Now it's not like the supermarket business overall is shrinking in the New York area.  The amount of food that people eat is not changing.  Here in Manhattan, two very large and successful chains have recently grown substantially -- Whole Foods and Trader Joe's.  They are non-union.  Two other non-union operations have expanded in the downtown area -- Garden of Eden and Mrs. Green's.  In the outer boroughs and near suburbs, non-union Target has moved in.  One other unionized operator, Fairway, has been growing until recently, but in May announced plans to rein in its expansion -- because it is losing money.   Around the corner from where I live, a unionized operator called D'Agostino hangs on despite the new non-union competition.  All the employees there seem to have chips on their shoulders.  My bet is that they will be gone within a couple of years.

All this is not much different from what has happened in the automotive industry over the past few decades.  In 1979 the UAW had over 1.5 million members, and in 2001 it was still around 700,000.  Meanwhile lots of foreign carmakers opened non-union plants in the south -- Toyota, Nissan, BMW, Mercedes, VW.  When GM and Chrysler went through their bankruptcies in 2009 and thereafter, the UAW lost another 200,000 or so members.  Today, the membership is under 400,000, although it has increased by small amounts in the last few years.  You would think that the UAW would realize that it has a fundamental problem with its business model, and would be seeking to help the employers become more efficient and compete more effectively.  But that's just not their way.  The new head of the UAW, Dennis Williams, is reputed to be "aggressive," and made a point of showing the aggressiveness in the recent negotiations with Chrysler.  How is that going to help Chrysler grow and compete against the Japanese, German and Korean competition?  Now Michigan has a new Right to Work law, and UAW members in that state will start to have the right to opt out of paying dues starting in 2016.  Good luck!

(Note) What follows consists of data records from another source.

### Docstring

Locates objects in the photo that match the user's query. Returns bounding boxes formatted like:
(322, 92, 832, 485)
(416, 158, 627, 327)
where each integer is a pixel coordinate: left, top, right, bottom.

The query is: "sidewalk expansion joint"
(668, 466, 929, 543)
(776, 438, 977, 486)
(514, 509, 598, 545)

Over at the (unionized) Postal Service, this chart shows that they lost only about 3000 employees last year, after years of losses in the range of 25,000 to 30,000 per year.  But they just lost $1.5 billion in their second quarter, and $600 million in their third quarter.  With losses that big, their ability to sustain the current level of employment of almost 500,000 is very doubtful.  FedEx?  Non-union.

It's a slow decline, but it shows no signs of turning around any time soon or, for that matter, ever.